SoYeonA / TenSQR

4 stars 3 forks source link

what I should do when low reads covering regions/no SNV called showed, and why? #4

Open ZhongyiZhu opened 4 years ago

ZhongyiZhu commented 4 years ago

Dear developer: I try to call Quasispecies with a sam file of average depth 200x, and 100%region have a >20X coverage. however, I found few reads were filled in the covering regions (my reference is HBV viruse, I already set the region to the whole length of my reference, which is 1-3182). why is that? and I found the output below print "mapped_counter:1 unmapped_counter:0". what "mapped_counter" means? why there is only 1?

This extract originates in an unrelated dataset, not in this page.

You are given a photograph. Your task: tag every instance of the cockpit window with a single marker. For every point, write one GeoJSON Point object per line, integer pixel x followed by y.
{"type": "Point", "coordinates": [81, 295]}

thankyou and below is the output information for ExtractMatrix call:

  1. filename of reference sequence (FASTA) : NC_003977.2.fasta
  2. filname of the aligned reads (sam format) : Week0.sam
  3. SNV_thres : 0.001
  4. reconstruction_start : 0
  5. reconstruction_stop: 3182
  6. min_mapping_qual : 5
  7. min_read_length : 10
  8. max_insert_length : 500
  9. characteristic zone name : Week0
  10. seq_err (assumed sequencing error rate(%)) : 2
  11. MEC improvement threshold : 0.0312
  12. initial population size : 1 mapped_counter:1 unmapped_counter:0 num_lowQSseq:0 seq_count:1 filtered_counter1:37922 filtered_counter2:603480 filtered_cond2:1 pair_counter:1 singleton_counter:5656553 total_counter:6297956

After parsing 6297956 reads in file Week0.sam, there are 1 paired_end reads(mean lengths 52) covering regions 0-3182. CPU time for SAM parsing: 33.87

After calling SNVs from 3183 bases in regions between 0 and 3182, 0 SNVs are detected. After correcting error, 0 fragments are used for quasi-species reconstruction. reduced number of fragment:1 CPU time for SNV calling: 0

WuLoli commented 4 years ago

Hi Zhongyi,

The results show that only 1 read covering region 0 - 3182.

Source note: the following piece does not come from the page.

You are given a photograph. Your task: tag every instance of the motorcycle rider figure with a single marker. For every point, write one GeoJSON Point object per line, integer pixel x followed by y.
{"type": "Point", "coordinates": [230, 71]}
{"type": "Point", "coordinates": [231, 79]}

By checking the position index of each read in the SAM file, are all the reads lying in the region between 1 and 3182?

mikemc commented 4 years ago

I also had this problem. In my case, the problem was because I had sorted the SAM file by reference position with samtools sort and so the read-pairs were not grouped together, which it seems that TenSQR requires. I fixed the problem by resorting by read name, using samtools sort -n.